El hombre se acercó a mí, inclinándose con una pequeña linterna en la mano. Llevaba una bata blanca impecable y parecía estar en sus cuarenta. Sus ojos eran fríos, calculadores, como si yo no fuera más que un objeto de estudio para él.
—Lectura de ondas cerebrales: actividad elevada pero estabilizada. Ritmo cardíaco dentro de lo esperado.
La luz de la linterna me cegó por un momento mientras inspeccionaba mis pupilas. Me gruñí bajo, pero mi voz apenas salió como un eco apagado. Él no reaccionó, simplemente regresó a una mesa llena de equipos y continuó escribiendo en su computadora.
—Espero que esto no sea otra pérdida de tiempo… —murmuró mientras salía de la habitación. La puerta metálica se cerró tras él con un chirrido pesado, dejándome solo.

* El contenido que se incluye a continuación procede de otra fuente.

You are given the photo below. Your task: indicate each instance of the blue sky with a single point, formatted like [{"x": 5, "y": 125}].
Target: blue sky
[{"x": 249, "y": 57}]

Mis ojos comenzaron a enfocarse un poco mejor. Pude ver los monitores llenos de gráficos y números que no entendía, los cables que conectaban mi cuerpo a esas máquinas, y las luces parpadeantes que llenaban la sala de un brillo frío y clínico. La desesperación me golpeó de nuevo. Cada segundo que pasaba allí me hacía sentir más atrapado, más vulnerable.
La puerta se abrió con un chasquido metálico, y otro hombre entró, diferente al primero. Era más joven, con el cabello corto y una expresión de tedio en su rostro. Se acercó a la computadora, revisando algo en la pantalla mientras murmuraba para sí mismo.
Sin dirigirme una sola palabra, se movió hacia mí con movimientos precisos y casi automáticos. Llevaba algo en la mano, y antes de que pudiera reaccionar, sentí un dolor agudo en mi oreja. Solté un gruñido bajo, un ruido más de instinto que de verdadera resistencia.
—Tranquilo, grandulón. No te va a pasar nada… por ahora —dijo sin siquiera mirarme mientras ajustaba la etiqueta que acababa de fijarme en la oreja.
Quise gruñir más fuerte, pero el cansancio y el dolor me lo impidieron. Luego, el hombre tomó una jeringa y la insertó en la vía que estaba conectada a mi cuerpo. El líquido frío se extendió por mis venas, y esa sensación conocida de vacío y pesadez volvió. Intenté resistirme, mantener los ojos abiertos, pero fue inútil. Todo se oscureció de nuevo.